Mit All-Girl-Bands konnte
ich noch nie so viel anfangen (selbst Girlschool haben lediglich einen
soliden Eindruck bei mir hinterlassen). Dies hat sich an diesem Abend aber
geändert, und schuld daran waren Flash
aus Limbach-Oberfrohna. Steffi (dr), Anja (g), Conny (v, b) und Therese
(key) sehen nämlich nicht nur verdammt hübsch aus, sondern beherrschen
auch ihre Instrumente und schreiben richtig klasse Songs, die irgendwo
im Spektrum zwischen Blues und Deep Purple herumlungern und sich sofort
im Ohr des Konsumenten festsetzen.
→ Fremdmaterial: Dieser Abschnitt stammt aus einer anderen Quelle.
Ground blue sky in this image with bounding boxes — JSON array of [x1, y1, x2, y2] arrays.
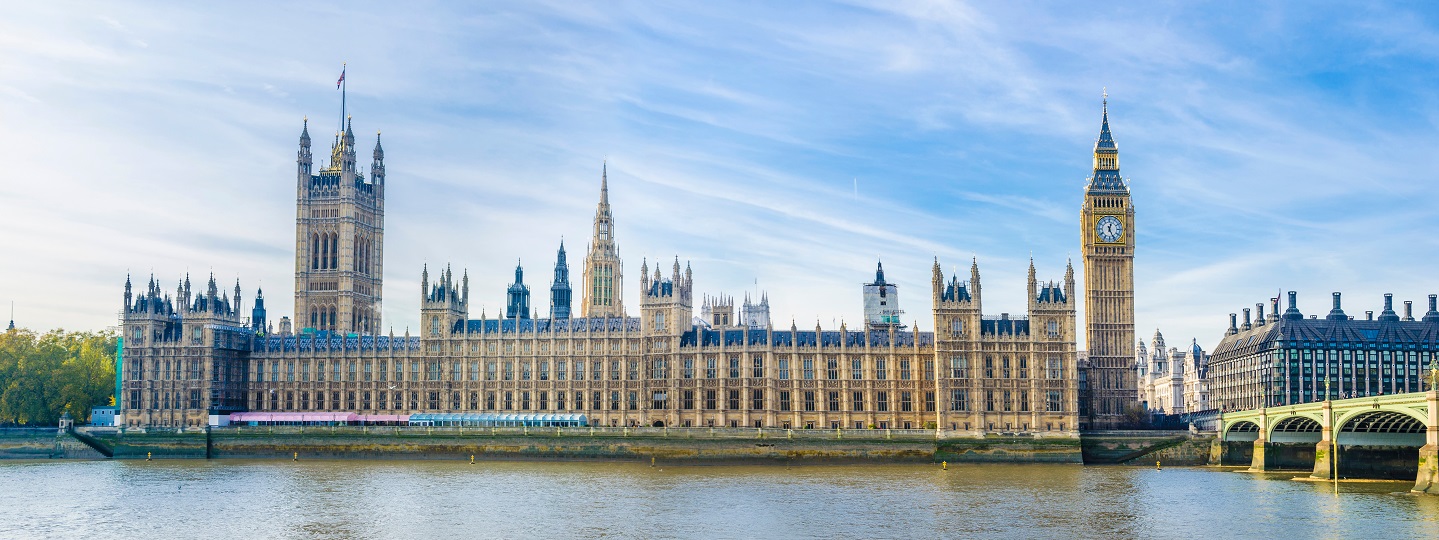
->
[[4, 2, 1439, 351]]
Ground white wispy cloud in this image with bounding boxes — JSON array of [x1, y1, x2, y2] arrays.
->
[[4, 1, 1439, 350]]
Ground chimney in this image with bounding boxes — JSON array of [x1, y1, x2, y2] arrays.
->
[[1424, 294, 1439, 323], [1254, 303, 1266, 326], [1379, 293, 1399, 322], [1366, 311, 1373, 321], [1269, 296, 1280, 322], [1403, 301, 1414, 321], [1242, 308, 1252, 330], [1227, 313, 1238, 335], [1326, 292, 1347, 321]]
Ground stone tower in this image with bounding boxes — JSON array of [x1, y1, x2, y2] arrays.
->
[[293, 116, 385, 336], [550, 241, 573, 319], [863, 261, 902, 329], [581, 163, 624, 318], [506, 261, 531, 320], [1080, 94, 1137, 428], [420, 264, 467, 338], [640, 257, 693, 337]]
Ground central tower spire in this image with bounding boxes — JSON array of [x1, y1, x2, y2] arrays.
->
[[581, 162, 624, 317], [1087, 91, 1125, 192]]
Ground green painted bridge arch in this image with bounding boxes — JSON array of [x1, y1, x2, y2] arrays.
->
[[1213, 390, 1438, 494]]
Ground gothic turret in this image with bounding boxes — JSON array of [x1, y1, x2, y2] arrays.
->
[[550, 241, 572, 320], [297, 118, 313, 193], [251, 288, 267, 333], [421, 263, 466, 336], [506, 261, 531, 320], [371, 131, 385, 187], [640, 256, 693, 336]]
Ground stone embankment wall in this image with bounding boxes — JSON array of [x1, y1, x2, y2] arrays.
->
[[78, 427, 1093, 463], [0, 428, 62, 458], [1080, 431, 1216, 465], [0, 428, 107, 459], [69, 427, 1226, 466]]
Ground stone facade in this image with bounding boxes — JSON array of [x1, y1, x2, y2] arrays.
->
[[1209, 291, 1439, 412], [115, 113, 1100, 437], [1136, 330, 1210, 415]]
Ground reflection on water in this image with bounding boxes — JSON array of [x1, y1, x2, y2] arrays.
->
[[0, 460, 1434, 539]]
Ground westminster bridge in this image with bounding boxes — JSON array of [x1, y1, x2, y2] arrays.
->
[[1216, 389, 1438, 494]]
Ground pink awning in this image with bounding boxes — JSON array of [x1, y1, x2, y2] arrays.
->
[[230, 412, 358, 422], [356, 414, 409, 423]]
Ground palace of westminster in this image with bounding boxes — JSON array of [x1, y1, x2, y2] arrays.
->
[[116, 99, 1140, 435]]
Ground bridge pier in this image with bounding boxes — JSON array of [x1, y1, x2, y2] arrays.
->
[[1415, 390, 1439, 495], [1311, 401, 1334, 480], [1248, 408, 1270, 471]]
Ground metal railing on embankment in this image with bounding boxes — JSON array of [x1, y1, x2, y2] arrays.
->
[[215, 425, 942, 441]]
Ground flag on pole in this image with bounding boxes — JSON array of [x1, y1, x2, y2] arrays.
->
[[337, 67, 346, 89]]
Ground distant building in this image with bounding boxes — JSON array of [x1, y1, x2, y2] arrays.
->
[[863, 262, 902, 329], [1135, 330, 1210, 414], [89, 406, 117, 427], [1208, 291, 1438, 412], [739, 293, 771, 329], [699, 294, 736, 327]]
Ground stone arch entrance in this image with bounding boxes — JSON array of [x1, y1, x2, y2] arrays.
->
[[651, 420, 665, 428], [1223, 420, 1259, 441], [1218, 421, 1260, 465], [1334, 410, 1427, 480], [1270, 416, 1321, 438], [1263, 416, 1323, 470]]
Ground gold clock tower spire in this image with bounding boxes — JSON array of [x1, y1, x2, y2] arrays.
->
[[1080, 92, 1137, 429]]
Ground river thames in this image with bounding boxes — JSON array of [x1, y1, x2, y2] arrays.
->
[[1, 460, 1434, 538]]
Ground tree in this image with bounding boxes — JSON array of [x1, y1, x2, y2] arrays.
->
[[0, 328, 117, 425]]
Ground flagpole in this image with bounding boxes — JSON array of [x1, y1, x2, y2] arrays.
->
[[341, 62, 347, 133]]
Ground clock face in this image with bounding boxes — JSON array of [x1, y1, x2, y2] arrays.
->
[[1096, 215, 1124, 243]]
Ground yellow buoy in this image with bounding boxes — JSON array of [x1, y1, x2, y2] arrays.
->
[[1156, 460, 1161, 470], [942, 461, 947, 470], [146, 452, 152, 461], [293, 452, 298, 462]]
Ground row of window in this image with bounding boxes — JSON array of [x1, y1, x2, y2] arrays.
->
[[129, 386, 1067, 416], [248, 356, 1067, 383], [948, 389, 1065, 413]]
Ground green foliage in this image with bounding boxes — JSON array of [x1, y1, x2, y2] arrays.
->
[[0, 328, 117, 425], [1121, 403, 1153, 429]]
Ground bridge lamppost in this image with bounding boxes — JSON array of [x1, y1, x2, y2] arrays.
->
[[1324, 374, 1337, 490]]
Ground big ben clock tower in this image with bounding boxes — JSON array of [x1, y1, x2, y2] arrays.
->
[[1081, 93, 1136, 429]]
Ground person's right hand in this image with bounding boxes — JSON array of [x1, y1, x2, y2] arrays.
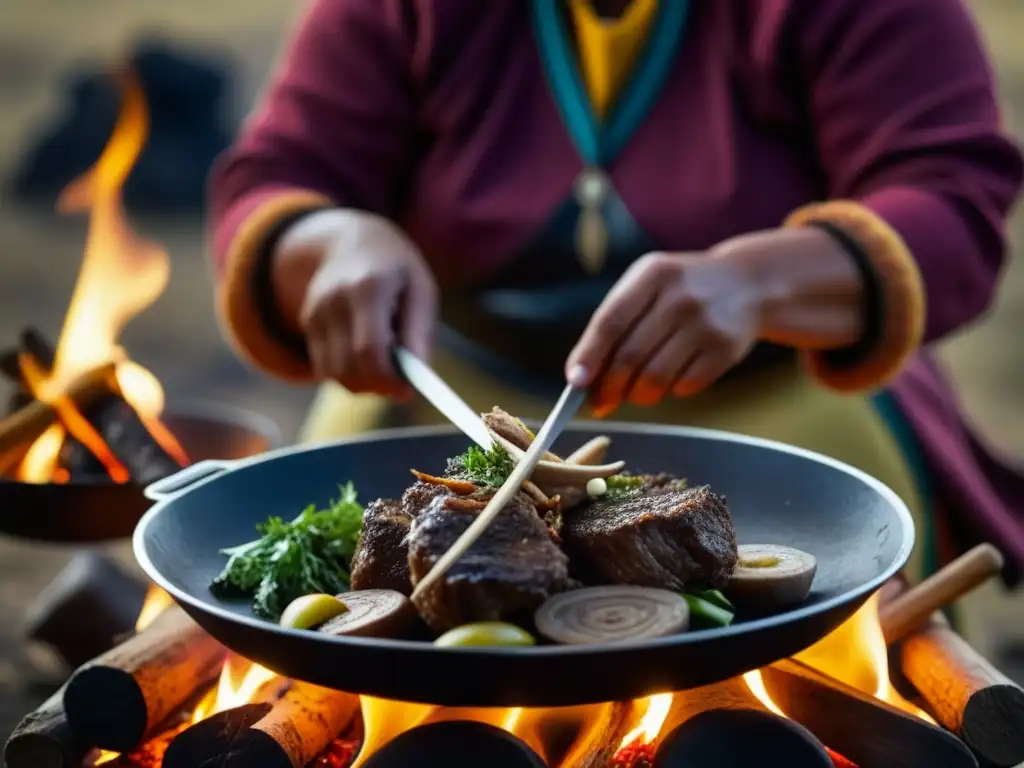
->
[[275, 209, 438, 398]]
Phasenweise erinnerte mich die Keyboardarbeit
gar an The Gathering, und Conny sieht nicht nur ein bißchen aus wie
Doro Pesch (allerdings zehnmal besser), sondern singt auch ein bißchen
ähnlich (allerdings auch zehnmal besser). Die vier Mädels überzeugten
des weiteren mit einer Unbekümmertheit, wie man sie heute auch im
Newcomerbereich kaum noch findet, zeigten sich extrem spielfreudig und
genossen den "Auslauf", den sie auf der geräumigen Bühne hatten.
Und als Conny und Anja ihre Saiteninstrumente in bester Judas Priest-Manier
synchron schwangen, da war dies nur das i-Tüpfelchen auf den Gig einer
extrem hoffnungsvollen Band. Leider schätzten diverse Jurykollegen
Flash nicht ganz so hoch ein, so daß am Ende nur ein undankbarer
sechster Platz zu Buche stand, denkbar knapp hinter dem Fünftplazierten.
Trotzdem prognostiziere ich: Hier wächst Großes heran (und das
ist ausnahmsweise mal nicht sexistisch gemeint ...)! Die den Tag außer
Konkurenz beschließenden Fools 'N Town cancelte ich, um ein wenig
Schlaf nachzuholen.
Da es bis einschließlich
Samstag Spätnachmittag permanent regnete, fand Teil zwei des Open
Airs in der Closed Air des Geyserhauses statt. Diesmal eröffneten
die L.E. Hoschis, die anläßlich ihres ersten Liveauftrittes
überhaupt ihren gesamten Fanclub mitgebracht hatten, der dann auch
permanent für Stimmung sorgte. Das war auch bitter nötig, denn
technische Fuck-Ups in Gestalt von reißenden Gitarrensaiten und ausfallenden
Baßverstärkern machten es der Band sehr schwer. Die fünf
Songs, die das Auditorium dennoch zu hören bekam, verdeutlichten,
daß die L.E. Hoschis doch noch ein wenig auf die Weide (sprich: in
den Proberaum) müssen, um später mal richtig überzeugen
zu können. Außerdem sollte die Sängerin an ihrem Melodiehaltevermögen
feilen. Auch die beiden Eigenkompositionen unterstrichen noch einmal die
Notwendigkeit des Reifeprozesses dieser Band.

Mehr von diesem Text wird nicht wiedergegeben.